Lawrence Livermore researchers and collaborators have found that most climate models overestimate the increase in global precipitation due to climate change.
Specifically, the team looked at 25 models and found they underestimate the increase in absorption of sunlight by water vapor as the atmosphere becomes moister, and therefore overestimate increases in global precipitation.
The team found global precipitation increase per degree of global warming at the end of the 21st century may be about 40 percent smaller than what the models, on average, currently predict.
The research appears in the Dec. 10 edition of the journal Nature.
Evaluation of model-predicted global precipitation change with actual precipitation observations is difficult due to uncertainties arising from many sources, including insufficient spatial and historical data coverage. As an alternative approach, the team, made up of LLNL scientist Mark Zelinka and colleagues from the University of California, Los Angeles, including lead author Anthony DeAngelis, evaluated model-simulated global precipitation change through consideration of the physical processes that govern it.
The team found that the increase in global precipitation simulated by models is strongly controlled by how much additional sunlight is absorbed by water vapor as the planet warms: Models in which more sunlight is absorbed by water vapor tend to have smaller increases in precipitation. They demonstrated that model-to-model differences in increased absorption of sunlight were not controlled by how much their humidity increased, but by how much additional sunlight was trapped in the atmosphere for a given increase in humidity. Conveniently, this quantity can be measured from space, allowing the team to assess how well the models capture the physics controlling changes in global precipitation.

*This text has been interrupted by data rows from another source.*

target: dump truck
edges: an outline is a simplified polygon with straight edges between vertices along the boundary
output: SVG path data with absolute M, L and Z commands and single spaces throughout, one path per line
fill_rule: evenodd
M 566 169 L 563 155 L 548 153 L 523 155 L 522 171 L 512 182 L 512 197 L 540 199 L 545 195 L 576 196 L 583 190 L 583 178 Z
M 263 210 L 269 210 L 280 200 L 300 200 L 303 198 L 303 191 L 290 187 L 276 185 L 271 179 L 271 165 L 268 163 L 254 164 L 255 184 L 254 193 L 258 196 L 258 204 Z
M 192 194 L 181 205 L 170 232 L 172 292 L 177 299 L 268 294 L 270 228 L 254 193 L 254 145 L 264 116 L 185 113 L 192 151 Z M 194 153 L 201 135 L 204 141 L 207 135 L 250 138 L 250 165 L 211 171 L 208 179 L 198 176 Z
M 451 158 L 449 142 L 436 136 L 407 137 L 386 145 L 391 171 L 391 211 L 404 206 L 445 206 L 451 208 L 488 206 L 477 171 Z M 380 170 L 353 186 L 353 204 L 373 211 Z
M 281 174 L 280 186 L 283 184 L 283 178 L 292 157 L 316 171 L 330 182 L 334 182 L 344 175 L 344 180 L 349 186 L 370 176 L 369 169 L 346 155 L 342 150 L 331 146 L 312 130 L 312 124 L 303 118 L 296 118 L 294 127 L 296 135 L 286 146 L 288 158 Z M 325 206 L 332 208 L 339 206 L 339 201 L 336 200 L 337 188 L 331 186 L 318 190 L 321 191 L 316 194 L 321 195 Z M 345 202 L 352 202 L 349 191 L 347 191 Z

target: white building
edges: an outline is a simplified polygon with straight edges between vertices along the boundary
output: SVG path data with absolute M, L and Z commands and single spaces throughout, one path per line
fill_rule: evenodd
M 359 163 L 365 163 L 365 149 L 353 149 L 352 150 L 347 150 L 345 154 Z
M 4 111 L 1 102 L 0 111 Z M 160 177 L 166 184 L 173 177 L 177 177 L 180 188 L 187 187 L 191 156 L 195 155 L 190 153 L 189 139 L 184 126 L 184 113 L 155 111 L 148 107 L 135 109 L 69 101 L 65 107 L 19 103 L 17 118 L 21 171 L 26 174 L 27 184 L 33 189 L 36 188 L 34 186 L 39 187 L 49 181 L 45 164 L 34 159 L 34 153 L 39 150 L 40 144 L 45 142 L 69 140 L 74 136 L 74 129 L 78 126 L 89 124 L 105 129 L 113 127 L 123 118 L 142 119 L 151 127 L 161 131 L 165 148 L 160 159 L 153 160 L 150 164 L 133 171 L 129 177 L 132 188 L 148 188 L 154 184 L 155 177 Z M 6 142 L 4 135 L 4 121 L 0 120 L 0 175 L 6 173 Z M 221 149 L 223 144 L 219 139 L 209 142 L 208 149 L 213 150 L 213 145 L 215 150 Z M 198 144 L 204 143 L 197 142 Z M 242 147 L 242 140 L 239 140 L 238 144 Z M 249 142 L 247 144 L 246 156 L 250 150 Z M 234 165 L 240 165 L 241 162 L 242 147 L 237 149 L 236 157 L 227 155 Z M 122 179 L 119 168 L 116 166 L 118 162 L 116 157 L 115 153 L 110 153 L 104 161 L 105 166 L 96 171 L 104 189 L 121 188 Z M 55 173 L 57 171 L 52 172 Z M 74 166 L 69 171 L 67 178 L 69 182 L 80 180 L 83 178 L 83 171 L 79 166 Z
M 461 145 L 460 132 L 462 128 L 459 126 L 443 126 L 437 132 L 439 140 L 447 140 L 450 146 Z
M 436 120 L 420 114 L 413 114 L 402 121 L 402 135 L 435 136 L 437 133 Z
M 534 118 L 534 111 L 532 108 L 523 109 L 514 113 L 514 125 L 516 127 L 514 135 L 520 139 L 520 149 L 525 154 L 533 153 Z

"This comparison with observations allowed us to see quite clearly that most models underestimate the increased absorption of sunlight as water vapor increases," Zelinka said. "Because this acts as such a strong lever on global precipitation changes, the models are likely overestimating the increase in global precipitation with global warming."
The intensification of the hydrologic cycle is an important dimension of climate change that can have significant impacts on human and natural systems, perhaps more so than rising temperatures alone, according to Zelinka.
Commonly measured by the increase in globally averaged precipitation per degree of surface warming, hydrologic cycle intensification predictions vary substantially across global climate models.
"We sought to understand the sources of this uncertainty and use the best available observations to narrow- in on the most likely response," Zelinka said. "We cannot expect to make useful predictions of local water cycle changes that are most relevant for societal impacts if we do not understand and accurately simulate the change in globally averaged precipitation."
The absorption of sunlight by water vapor is vital to understand future global precipitation changes.
Condensational heating by precipitation, absorption of sunlight by water vapor and fluxes from the Earth's surface all combine to heat the atmosphere, keeping it in energy balance with cooling due to thermal emission up to space and down to the Earth's surface. As the planet warms and the atmosphere emits more thermal radiation, the heating components also must increase to maintain atmospheric energy balance, and the two that matter most are absorption of sunlight and precipitation. The more heating provided by absorption of sunlight as the planet warms, the less heating is required by precipitation increases.
The study notes that more reliable predictions of future precipitation change can be made by improving the representation of how radiation is transmitted through the atmosphere in global climate models. The models that have more sophisticated representations better agree with observations.